Critical near-term challenges for Lao PDR include restoring macroeconomic stability, improving economic inclusion, and protecting its people against environmental and economic shocks, according to a new World Bank report.
The Lao PDR Systematic Country Diagnostic 2021 Update, released today, lays out three pathways that the country can follow to address its most pressing economic challenges: ‘Stabilize’ as a precondition for economic growth and protecting people’s well-being; ‘Share’ to enhance inclusion and social cohesion; and ‘Sustain’ to strengthen economic, social, and environmental resilience.
“Laos needs economic growth based on job-creation, rather than on borrowing and the sale of natural resources”, says Alex Kremer, World Bank Group Country Manager for the Lao PDR. “The immediate priority is to increase state revenues. Otherwise, with debt payments growing each year, there will be less money available to invest in education, skills, local infrastructure and health – the sources of healthy economic growth.”

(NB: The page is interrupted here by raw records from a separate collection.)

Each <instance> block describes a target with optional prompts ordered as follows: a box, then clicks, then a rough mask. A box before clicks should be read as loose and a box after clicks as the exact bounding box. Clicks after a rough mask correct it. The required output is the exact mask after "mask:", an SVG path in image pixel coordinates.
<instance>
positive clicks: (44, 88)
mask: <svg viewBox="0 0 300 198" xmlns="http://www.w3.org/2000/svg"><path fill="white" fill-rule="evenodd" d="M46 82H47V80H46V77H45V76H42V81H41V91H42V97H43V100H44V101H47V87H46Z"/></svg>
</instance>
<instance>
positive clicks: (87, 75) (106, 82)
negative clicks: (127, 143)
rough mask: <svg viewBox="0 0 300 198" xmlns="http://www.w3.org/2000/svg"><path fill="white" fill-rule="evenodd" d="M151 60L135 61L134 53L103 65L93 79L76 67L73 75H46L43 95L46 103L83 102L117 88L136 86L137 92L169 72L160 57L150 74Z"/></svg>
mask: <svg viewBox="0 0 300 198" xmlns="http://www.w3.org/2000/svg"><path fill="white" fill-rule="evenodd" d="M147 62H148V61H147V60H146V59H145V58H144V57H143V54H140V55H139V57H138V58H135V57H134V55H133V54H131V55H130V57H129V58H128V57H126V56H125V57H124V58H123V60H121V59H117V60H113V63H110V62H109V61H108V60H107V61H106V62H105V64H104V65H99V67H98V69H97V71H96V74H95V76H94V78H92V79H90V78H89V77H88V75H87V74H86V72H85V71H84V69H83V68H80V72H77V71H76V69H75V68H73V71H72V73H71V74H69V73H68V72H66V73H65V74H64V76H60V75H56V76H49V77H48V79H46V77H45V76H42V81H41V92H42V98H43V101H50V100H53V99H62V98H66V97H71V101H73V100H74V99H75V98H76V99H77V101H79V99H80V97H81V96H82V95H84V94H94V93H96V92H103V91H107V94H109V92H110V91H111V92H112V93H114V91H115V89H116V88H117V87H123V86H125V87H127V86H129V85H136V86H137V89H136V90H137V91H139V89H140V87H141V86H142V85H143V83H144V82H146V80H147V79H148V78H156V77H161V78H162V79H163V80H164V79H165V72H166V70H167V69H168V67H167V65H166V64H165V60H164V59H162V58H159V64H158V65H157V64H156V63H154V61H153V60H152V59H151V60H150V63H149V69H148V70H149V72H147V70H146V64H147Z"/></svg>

The report, informed by a series of World Bank diagnostic reports, including the recently released Lao PDR Country Economic Memorandum, shows that three major challenges facing the country have been amplified by the pandemic: macroeconomic instability, jobless growth with rising inequality, and vulnerability to climate change, environmental degradation and shocks. These problems are exacerbated by weak governance and institutions. As well as the three broad pathways for economic recovery – Stabilize, Share, and Sustain – the report therefore identifies the cross-cutting objective of strengthening national institutions and governance systems.
The report also details 16 development objectives, some of which will appear in the World Bank Group’s next Country Partnership Framework. These include improving fiscal space, reducing stunting, and increasing agricultural productivity.

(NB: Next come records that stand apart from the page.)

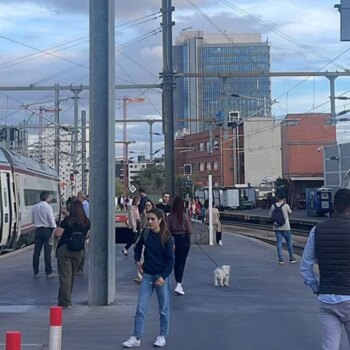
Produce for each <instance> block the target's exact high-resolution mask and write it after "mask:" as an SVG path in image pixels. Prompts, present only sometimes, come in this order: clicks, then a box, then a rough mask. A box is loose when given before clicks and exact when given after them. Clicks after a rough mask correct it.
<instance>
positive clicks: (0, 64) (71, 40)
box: [0, 12, 160, 69]
mask: <svg viewBox="0 0 350 350" xmlns="http://www.w3.org/2000/svg"><path fill="white" fill-rule="evenodd" d="M157 14H158V15H157ZM148 17H152V18H151V19H148V20H145V21H142V22H137V23H134V24H133V25H130V24H132V23H133V22H135V21H139V20H140V19H144V18H148ZM159 17H160V14H159V12H157V13H153V14H151V15H148V16H144V17H141V18H139V19H137V20H134V21H129V22H126V23H124V24H120V25H117V26H116V32H118V31H122V30H125V29H128V28H131V27H134V26H136V25H140V24H144V23H147V22H150V21H152V20H155V19H158V18H159ZM0 37H1V36H0ZM88 37H89V36H88V35H85V36H83V37H80V38H77V39H74V40H70V41H68V42H66V43H63V44H59V45H56V46H54V47H51V48H49V49H45V50H40V49H37V48H34V47H32V48H33V49H34V50H36V51H39V52H36V53H34V54H30V55H26V56H23V57H19V58H16V59H13V60H10V61H7V62H3V63H1V64H0V69H4V68H9V67H11V66H14V65H17V64H20V63H24V62H28V61H31V60H34V59H37V58H41V57H44V56H47V55H50V54H54V53H56V52H60V51H63V50H67V49H70V48H72V47H76V46H79V45H82V44H86V43H88V42H89V40H88V39H87V38H88ZM2 38H4V39H6V40H10V41H13V39H10V38H8V37H4V36H2ZM86 39H87V40H86ZM16 43H17V44H20V45H23V46H26V47H28V45H26V44H24V43H22V42H19V41H16ZM69 44H71V45H69ZM67 45H69V46H67ZM62 46H64V47H63V48H62ZM57 48H61V49H57ZM54 49H57V50H54ZM51 50H54V51H51ZM56 57H57V58H61V57H60V56H56Z"/></svg>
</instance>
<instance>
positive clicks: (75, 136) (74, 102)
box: [72, 89, 81, 175]
mask: <svg viewBox="0 0 350 350" xmlns="http://www.w3.org/2000/svg"><path fill="white" fill-rule="evenodd" d="M72 91H73V93H74V129H73V154H72V156H73V173H74V175H76V174H77V173H78V171H77V151H78V142H79V140H78V122H79V115H78V113H79V105H78V95H79V93H80V91H81V89H73V90H72Z"/></svg>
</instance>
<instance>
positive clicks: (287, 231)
mask: <svg viewBox="0 0 350 350" xmlns="http://www.w3.org/2000/svg"><path fill="white" fill-rule="evenodd" d="M275 235H276V241H277V254H278V260H279V261H283V250H282V238H283V237H284V239H285V240H286V244H287V249H288V253H289V259H293V245H292V237H291V232H290V230H285V231H275Z"/></svg>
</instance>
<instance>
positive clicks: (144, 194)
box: [138, 188, 149, 215]
mask: <svg viewBox="0 0 350 350" xmlns="http://www.w3.org/2000/svg"><path fill="white" fill-rule="evenodd" d="M139 195H140V202H139V205H138V207H139V213H140V215H141V214H142V212H143V210H144V209H145V203H146V202H147V201H148V200H149V198H148V196H147V194H146V192H145V190H144V189H143V188H140V189H139Z"/></svg>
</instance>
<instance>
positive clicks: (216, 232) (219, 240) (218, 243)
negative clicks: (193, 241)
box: [216, 231, 222, 244]
mask: <svg viewBox="0 0 350 350" xmlns="http://www.w3.org/2000/svg"><path fill="white" fill-rule="evenodd" d="M221 236H222V232H221V231H216V243H218V244H219V242H220V241H221Z"/></svg>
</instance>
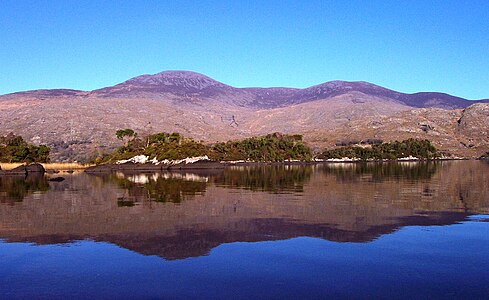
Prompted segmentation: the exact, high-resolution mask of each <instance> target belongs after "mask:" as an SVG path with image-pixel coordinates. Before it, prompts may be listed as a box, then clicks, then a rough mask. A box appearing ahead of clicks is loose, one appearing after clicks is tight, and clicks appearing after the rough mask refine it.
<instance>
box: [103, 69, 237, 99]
mask: <svg viewBox="0 0 489 300" xmlns="http://www.w3.org/2000/svg"><path fill="white" fill-rule="evenodd" d="M225 89H232V87H230V86H228V85H225V84H223V83H221V82H219V81H216V80H214V79H212V78H210V77H208V76H205V75H203V74H200V73H196V72H192V71H183V70H170V71H163V72H160V73H156V74H145V75H140V76H137V77H134V78H131V79H129V80H127V81H124V82H122V83H120V84H117V85H115V86H113V87H108V88H103V89H100V90H96V91H94V92H95V93H97V94H105V95H119V94H135V93H158V94H160V93H172V94H175V95H180V96H188V95H200V96H204V97H210V96H213V95H215V94H217V93H220V92H221V91H222V90H225Z"/></svg>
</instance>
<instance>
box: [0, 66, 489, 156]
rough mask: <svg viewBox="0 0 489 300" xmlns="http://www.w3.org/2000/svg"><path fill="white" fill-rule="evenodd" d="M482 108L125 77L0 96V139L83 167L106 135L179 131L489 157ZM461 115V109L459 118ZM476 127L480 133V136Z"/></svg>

The report’s recommendations focus on boosting job creation through a more dynamic private sector and better connective infrastructure. At the same time, to help Lao people access job opportunities, the country needs improvements in the labor market, in education, and in health services. To make progress viable in the long run, further attention should be paid to natural resource management, to including climate change considerations in all planning, and to urbanization.